= John de Ashton (seneschal) =

Ashton arms: Argent, a mullet sable pierced of the field

Sir John de Ashton or Sir John Assheton (died 1428), was an MP and soldier under King Henry IV and King Henry V.

Ashton was the son of Sir John de Ashton and his wife, Joan Radcliffe. He was one of forty-six esquires who were summoned to attend the grand coronation of Henry IV in 1399, in honour of which event they were solemnly admitted to the Order of the Bath.

== Career ==
Ashton served in 1411, 1413 and 1416 as a knight of the shire (MP) for Lancashire.

In 1416 he was with Thomas of Lancaster, 1st Duke of Clarence at the taking of Bayeux, and was entrusted by the king with the office of seneschal of the city.
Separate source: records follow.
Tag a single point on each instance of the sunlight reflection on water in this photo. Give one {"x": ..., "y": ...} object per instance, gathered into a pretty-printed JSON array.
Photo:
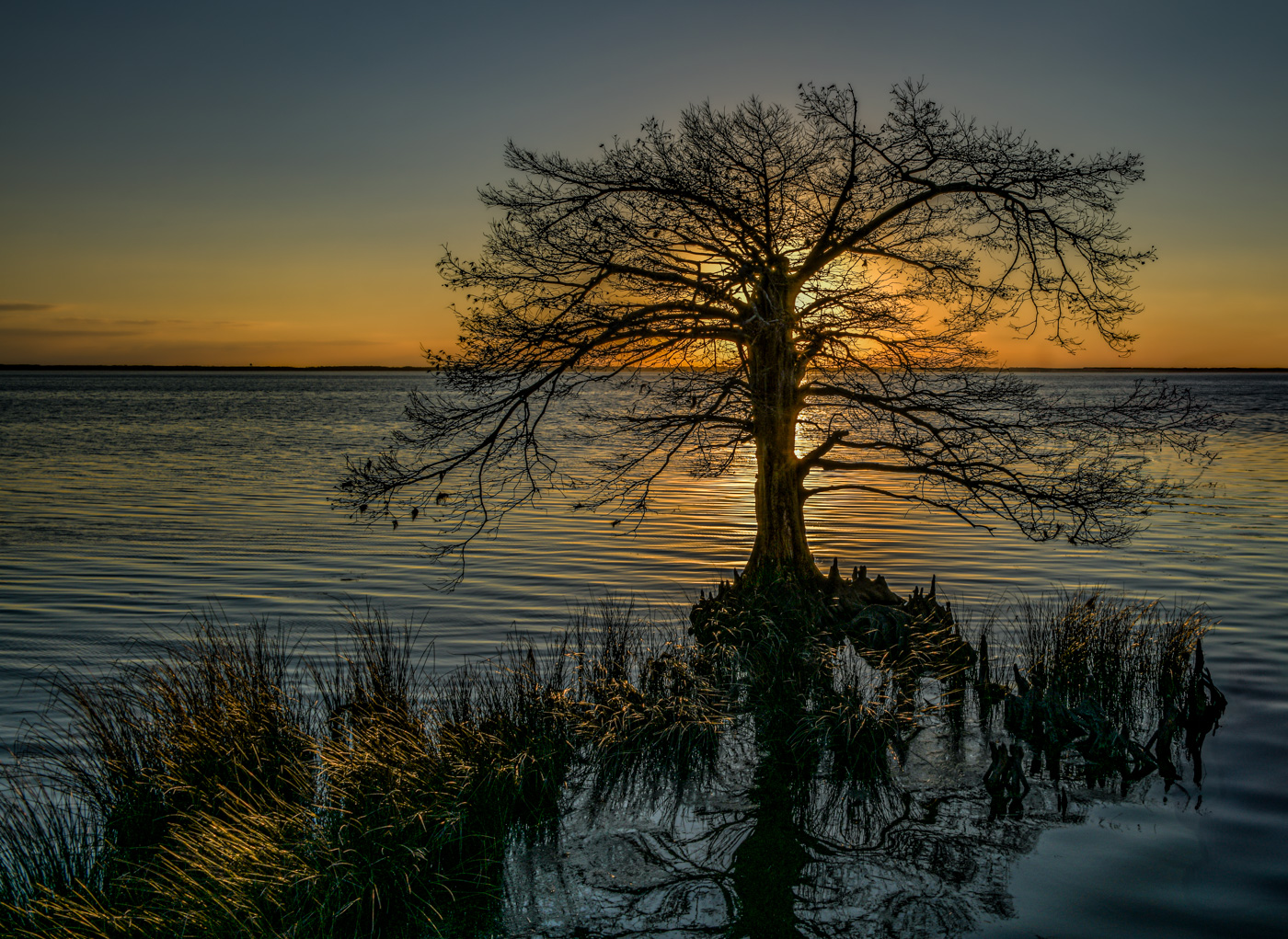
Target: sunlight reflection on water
[{"x": 132, "y": 498}]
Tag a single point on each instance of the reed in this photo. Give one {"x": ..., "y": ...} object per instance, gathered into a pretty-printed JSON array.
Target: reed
[{"x": 216, "y": 786}]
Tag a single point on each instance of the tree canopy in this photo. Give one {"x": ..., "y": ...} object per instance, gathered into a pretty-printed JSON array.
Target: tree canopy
[{"x": 805, "y": 286}]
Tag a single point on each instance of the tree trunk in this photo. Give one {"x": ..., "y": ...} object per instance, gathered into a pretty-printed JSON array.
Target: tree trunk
[{"x": 781, "y": 543}]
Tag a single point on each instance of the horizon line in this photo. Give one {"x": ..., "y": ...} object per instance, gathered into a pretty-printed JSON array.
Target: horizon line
[{"x": 427, "y": 369}]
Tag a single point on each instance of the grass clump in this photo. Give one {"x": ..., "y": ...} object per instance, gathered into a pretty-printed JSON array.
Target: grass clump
[{"x": 219, "y": 787}]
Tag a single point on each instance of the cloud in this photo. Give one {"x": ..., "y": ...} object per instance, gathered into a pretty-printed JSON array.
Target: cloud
[{"x": 9, "y": 307}]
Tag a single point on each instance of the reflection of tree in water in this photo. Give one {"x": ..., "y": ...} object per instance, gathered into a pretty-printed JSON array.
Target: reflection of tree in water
[{"x": 782, "y": 840}]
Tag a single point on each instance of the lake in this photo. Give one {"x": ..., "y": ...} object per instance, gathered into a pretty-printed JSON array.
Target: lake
[{"x": 132, "y": 498}]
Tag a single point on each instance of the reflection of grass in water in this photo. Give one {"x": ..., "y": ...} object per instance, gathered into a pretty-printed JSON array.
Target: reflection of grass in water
[{"x": 224, "y": 790}]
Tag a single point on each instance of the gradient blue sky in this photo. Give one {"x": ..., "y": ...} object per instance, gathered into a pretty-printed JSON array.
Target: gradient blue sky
[{"x": 224, "y": 183}]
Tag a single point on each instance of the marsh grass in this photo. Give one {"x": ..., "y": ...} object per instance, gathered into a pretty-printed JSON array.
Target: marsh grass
[
  {"x": 1116, "y": 679},
  {"x": 218, "y": 786}
]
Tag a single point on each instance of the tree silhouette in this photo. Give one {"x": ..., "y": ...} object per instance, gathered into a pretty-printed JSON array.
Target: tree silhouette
[{"x": 804, "y": 286}]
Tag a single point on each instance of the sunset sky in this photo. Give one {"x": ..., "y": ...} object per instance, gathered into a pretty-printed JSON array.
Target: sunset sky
[{"x": 225, "y": 183}]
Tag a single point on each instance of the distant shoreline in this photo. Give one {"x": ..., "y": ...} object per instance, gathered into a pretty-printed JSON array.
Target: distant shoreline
[
  {"x": 212, "y": 369},
  {"x": 425, "y": 369}
]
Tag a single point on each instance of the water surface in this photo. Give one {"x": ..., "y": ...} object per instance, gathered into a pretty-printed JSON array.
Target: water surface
[{"x": 131, "y": 498}]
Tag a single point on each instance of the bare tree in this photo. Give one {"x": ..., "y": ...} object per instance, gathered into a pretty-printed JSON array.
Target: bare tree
[{"x": 802, "y": 285}]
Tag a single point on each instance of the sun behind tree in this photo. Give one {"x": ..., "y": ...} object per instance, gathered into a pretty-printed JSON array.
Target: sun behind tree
[{"x": 799, "y": 282}]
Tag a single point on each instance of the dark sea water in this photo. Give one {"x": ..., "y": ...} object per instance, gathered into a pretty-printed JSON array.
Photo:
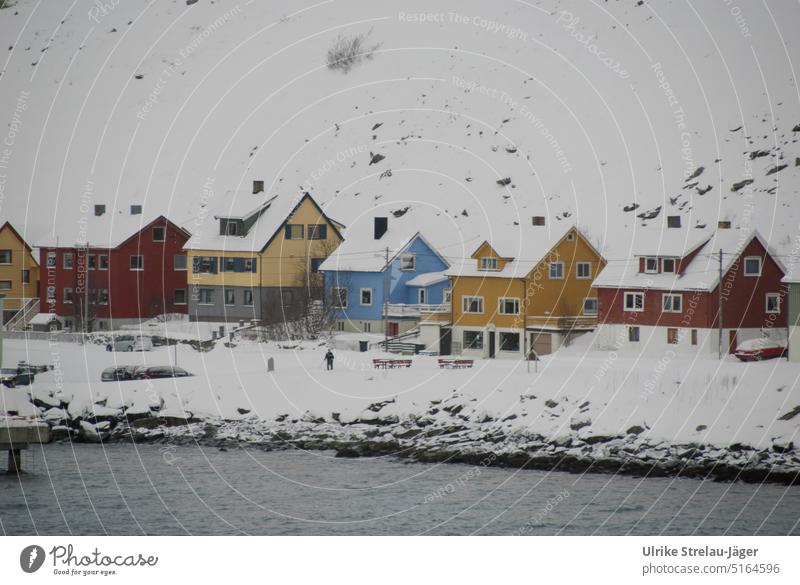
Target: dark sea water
[{"x": 124, "y": 489}]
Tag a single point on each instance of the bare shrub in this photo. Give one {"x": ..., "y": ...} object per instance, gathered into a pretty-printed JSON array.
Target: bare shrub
[{"x": 348, "y": 51}]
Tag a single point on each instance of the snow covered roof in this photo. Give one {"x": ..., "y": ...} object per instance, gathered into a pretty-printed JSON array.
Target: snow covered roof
[
  {"x": 429, "y": 278},
  {"x": 701, "y": 274}
]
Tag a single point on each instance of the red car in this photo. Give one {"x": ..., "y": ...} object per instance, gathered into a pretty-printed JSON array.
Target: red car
[{"x": 759, "y": 349}]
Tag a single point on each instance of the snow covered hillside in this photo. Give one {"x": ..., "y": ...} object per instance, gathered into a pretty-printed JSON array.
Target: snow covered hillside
[{"x": 588, "y": 109}]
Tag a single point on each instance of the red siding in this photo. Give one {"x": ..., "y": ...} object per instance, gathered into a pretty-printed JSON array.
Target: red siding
[{"x": 132, "y": 294}]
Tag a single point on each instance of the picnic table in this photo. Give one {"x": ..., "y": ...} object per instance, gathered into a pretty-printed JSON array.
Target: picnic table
[
  {"x": 385, "y": 363},
  {"x": 454, "y": 363}
]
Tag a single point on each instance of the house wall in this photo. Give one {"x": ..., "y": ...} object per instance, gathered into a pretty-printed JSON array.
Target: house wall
[{"x": 21, "y": 259}]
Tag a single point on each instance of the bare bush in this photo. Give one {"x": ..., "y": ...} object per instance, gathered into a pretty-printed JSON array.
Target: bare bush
[{"x": 347, "y": 51}]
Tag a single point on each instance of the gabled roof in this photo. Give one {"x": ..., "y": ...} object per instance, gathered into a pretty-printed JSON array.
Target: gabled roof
[
  {"x": 701, "y": 274},
  {"x": 274, "y": 211}
]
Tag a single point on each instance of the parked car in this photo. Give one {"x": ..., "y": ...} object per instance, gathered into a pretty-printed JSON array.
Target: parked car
[
  {"x": 152, "y": 372},
  {"x": 759, "y": 349},
  {"x": 118, "y": 373},
  {"x": 129, "y": 343},
  {"x": 12, "y": 377}
]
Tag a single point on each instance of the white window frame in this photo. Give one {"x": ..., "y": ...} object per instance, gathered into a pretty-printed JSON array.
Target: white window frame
[
  {"x": 130, "y": 263},
  {"x": 488, "y": 264},
  {"x": 777, "y": 298},
  {"x": 578, "y": 271},
  {"x": 669, "y": 307},
  {"x": 501, "y": 303},
  {"x": 466, "y": 299},
  {"x": 744, "y": 266},
  {"x": 361, "y": 297},
  {"x": 550, "y": 270},
  {"x": 338, "y": 297},
  {"x": 404, "y": 258},
  {"x": 633, "y": 294}
]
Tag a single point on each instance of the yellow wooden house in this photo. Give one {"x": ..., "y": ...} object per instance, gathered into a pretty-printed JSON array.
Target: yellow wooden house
[
  {"x": 19, "y": 277},
  {"x": 257, "y": 257},
  {"x": 524, "y": 293}
]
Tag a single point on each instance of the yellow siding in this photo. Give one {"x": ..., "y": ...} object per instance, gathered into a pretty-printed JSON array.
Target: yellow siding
[{"x": 21, "y": 259}]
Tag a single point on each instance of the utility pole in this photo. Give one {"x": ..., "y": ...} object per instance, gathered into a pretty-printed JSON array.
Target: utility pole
[
  {"x": 719, "y": 304},
  {"x": 386, "y": 301}
]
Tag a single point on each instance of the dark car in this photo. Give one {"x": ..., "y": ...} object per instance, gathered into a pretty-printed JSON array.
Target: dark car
[
  {"x": 153, "y": 372},
  {"x": 759, "y": 349},
  {"x": 118, "y": 373},
  {"x": 16, "y": 376}
]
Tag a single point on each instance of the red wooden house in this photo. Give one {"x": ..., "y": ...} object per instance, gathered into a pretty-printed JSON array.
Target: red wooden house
[
  {"x": 668, "y": 295},
  {"x": 128, "y": 270}
]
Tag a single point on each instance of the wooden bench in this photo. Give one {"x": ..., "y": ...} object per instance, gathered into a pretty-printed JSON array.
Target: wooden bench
[
  {"x": 385, "y": 363},
  {"x": 453, "y": 364}
]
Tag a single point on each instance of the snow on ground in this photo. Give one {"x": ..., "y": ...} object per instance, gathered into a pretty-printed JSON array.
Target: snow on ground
[{"x": 575, "y": 390}]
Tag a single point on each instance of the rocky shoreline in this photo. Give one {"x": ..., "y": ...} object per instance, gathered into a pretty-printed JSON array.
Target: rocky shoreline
[{"x": 443, "y": 434}]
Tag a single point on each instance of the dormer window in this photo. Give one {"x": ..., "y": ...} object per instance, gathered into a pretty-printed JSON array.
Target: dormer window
[{"x": 488, "y": 264}]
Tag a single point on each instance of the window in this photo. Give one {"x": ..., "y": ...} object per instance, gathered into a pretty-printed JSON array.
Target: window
[
  {"x": 230, "y": 296},
  {"x": 488, "y": 264},
  {"x": 752, "y": 266},
  {"x": 179, "y": 296},
  {"x": 179, "y": 262},
  {"x": 634, "y": 301},
  {"x": 672, "y": 335},
  {"x": 206, "y": 296},
  {"x": 318, "y": 232},
  {"x": 339, "y": 297},
  {"x": 773, "y": 303},
  {"x": 509, "y": 341},
  {"x": 473, "y": 339},
  {"x": 366, "y": 297},
  {"x": 293, "y": 231},
  {"x": 472, "y": 304},
  {"x": 508, "y": 306},
  {"x": 408, "y": 262},
  {"x": 671, "y": 303}
]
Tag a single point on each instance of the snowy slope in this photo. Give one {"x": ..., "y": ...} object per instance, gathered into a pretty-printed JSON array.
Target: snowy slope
[{"x": 586, "y": 107}]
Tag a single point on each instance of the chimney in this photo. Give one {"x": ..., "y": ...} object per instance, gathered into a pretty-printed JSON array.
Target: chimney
[{"x": 381, "y": 226}]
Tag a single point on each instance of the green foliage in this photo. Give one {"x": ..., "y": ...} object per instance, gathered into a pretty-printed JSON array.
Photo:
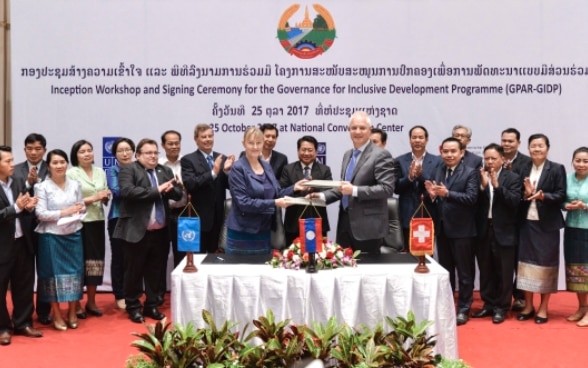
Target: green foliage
[{"x": 281, "y": 344}]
There is in the 'Fœdera' a document sent to him by Henry IV from Falaise, commanding him to give special protection to the inhabitants of the religious houses. He was also captain of Coutances and Carentan and bailiff of Cotentin.

== Death and legacy ==
Sir John died in 1428. He was twice married (firstly to Isabel, heiress of Sir Richard Kirkby) and left many children, of whom the most distinguished were Sir Thomas de Ashton, the alchemist, and Sir Roger de Ashton, of Middleton.